Suppose that $f:A\rightarrow B$ and $g:B \rightarrow C$ are both one-to-one and onto. Prove that $gf$ is one-to-one and onto. Prove further that $(gf)^{-1} = f^{-1}g^{-1}$.
I have already proven the first part, but the second part has always puzzled me. I have tried assuming $x \in (gf)^{-1}$ but that doesn't lead to nowhere. Nor does $x \in (gf)^{-1}(t)$ and showing $x = t$. How to prove?
The definition of the inverse is that $h \circ h^{-1} = \operatorname{id}$ and $h^{-1} \circ h = \operatorname{id}$, where $\operatorname{id}$ is the identity function.
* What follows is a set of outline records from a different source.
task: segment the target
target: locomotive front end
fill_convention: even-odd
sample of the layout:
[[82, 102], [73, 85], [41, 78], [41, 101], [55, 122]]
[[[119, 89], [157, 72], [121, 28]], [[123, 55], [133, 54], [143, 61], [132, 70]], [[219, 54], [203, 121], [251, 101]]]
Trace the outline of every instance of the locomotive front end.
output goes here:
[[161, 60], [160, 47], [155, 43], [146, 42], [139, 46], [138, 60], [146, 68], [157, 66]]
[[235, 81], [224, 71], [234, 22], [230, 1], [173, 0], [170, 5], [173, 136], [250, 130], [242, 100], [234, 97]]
Showing that $(gf)^{-1} = f^{-1}g^{-1}$ is equivalent to showing
$$g \circ f \circ f^{-1} \circ g^{-1} = \operatorname{id}$$ $$ f^{-1} \circ g^{-1} \circ g \circ f= \operatorname{id}$$
Can you do this?
$\newcommand{\imp}{\quad\Longrightarrow\quad}$
$$ \left(\rm gf\right)^{-1}\left(y\right) = x \imp y = \left(\rm gf\right)\left(x\right) = {\rm g}\left({\rm f}\left(x\right)\right) \imp {\rm f}\left(x\right) = \left(\rm g\right)^{-1}\left(y\right) $$
$$ \imp x = \left(\rm f\right)^{-1}\left(\left(\rm g\right)^{-1}\left(y\right)\right) = \left(\left(\rm f\right)^{-1}\left(\rm g\right)^{-1}\right)\left(y\right) $$
$$\color{#ff0000}{\large% \left(\rm gf\right)^{-1}\left(y\right) = \left(\left(\rm f\right)^{-1}\left(\rm g\right)^{-1}\right)\left(y\right)} $$
$(fg) x = f(g(x))$. $(fg)^{-1} (fg) x = (fg)^{-1} f(g(x))$. If you want to get back to $x$, what function do you first have to apply to $f(g(x))$? What function do you have to apply next?